Die Abstimmungsparolen der Jungen Alternativen – städtisch, kantonal, national.
Städtische Vorlagen:
Wohl kaum eine Abstimmung vermochte es, das Interesse der Zuger Jugend so auf sich zu ziehen, wie jene um den Sanierungskredit für das Kulturzentrum Galvanik. Mit enormem Engagement haben sich Jugendliche und junge Erwachsene für die Galvanik stark gemacht. Auch wir Junge Alternative konnten da nur unseren Beitrag leisten. Zusammen mit den Jungfreisinnigen und der Juso haben wir ein Pro-Jugendkomitee gegründet – ein solcher Zusammenschluss stellt in Zug eine absolute Premiere dar. Wir hoffen, dass die Stadtzuger Bevölkerung klar Ja sagt zu diesem Treffpunkt und Kulturlokal für die junge Generation in Zug.
Ja sagen wir auch zur Ferienbetreuung. Viele Familien sind auf Betreuungsmöglichkeiten sehr angewiesen.

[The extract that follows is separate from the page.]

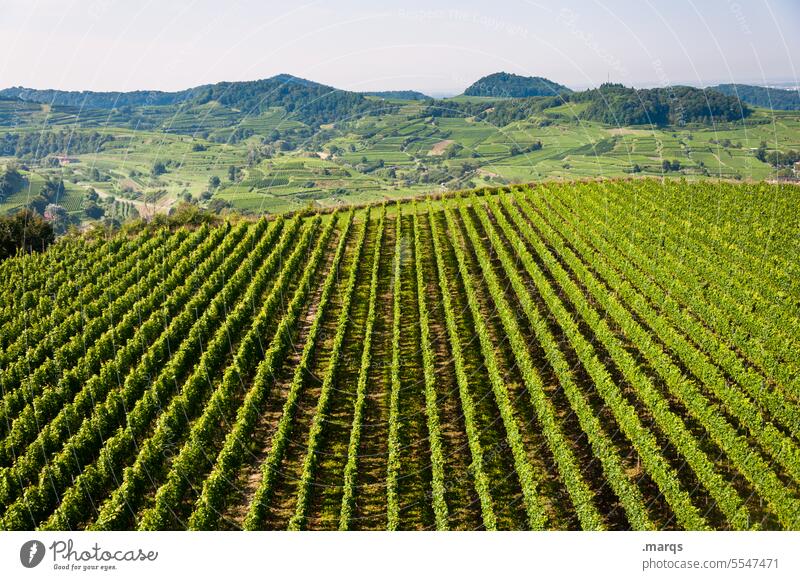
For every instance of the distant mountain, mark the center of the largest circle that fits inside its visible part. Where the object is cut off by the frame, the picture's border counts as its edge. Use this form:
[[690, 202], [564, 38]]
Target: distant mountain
[[401, 95], [770, 98], [306, 101], [615, 104], [94, 100], [510, 85]]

Wir sprechen uns zudem gegen die Steuersenkung aus. Die tiefen Steuern haben die Lebenskosten alles andere als gesenkt: Die Mietzinsen sind derart hoch, dass sich junge Erwachsene – besonders junge Familien – kaum eine Wohnung leisten können und den Kanton verlassen müssen. Von den Steuergeschenken profitieren nur Leute mit überdurchschnittlich grossen Einkommen, ihnen sind denn auch die horrenden Mietzinsen herzlich egal.

Kantonale Vorlagen
Dem Vorstand liegt die Abstimmung zum Wahlgesetz sehr am Herzen. Ein Verbot von Listenverbindungen würde es verunmöglichen, dass Jungparteien eigene Listen aufstellen und diese mit ihren Mutterparteien verbinden könnten. Wir finden, dass auch junge politisch Interessierte ihre Anliegen in die Politik einbringen können sollten und sehen ein Verbot von Listenverbindungen klar als unfaire Benachteiligung für uns Junge an – auch deshalb ist ein solches Verbot undemokratisch. Gerade Jungparteien können den etablierten Mutterparteien wichtige neue Impulse geben – egal welche politische Ausrichtung sie haben.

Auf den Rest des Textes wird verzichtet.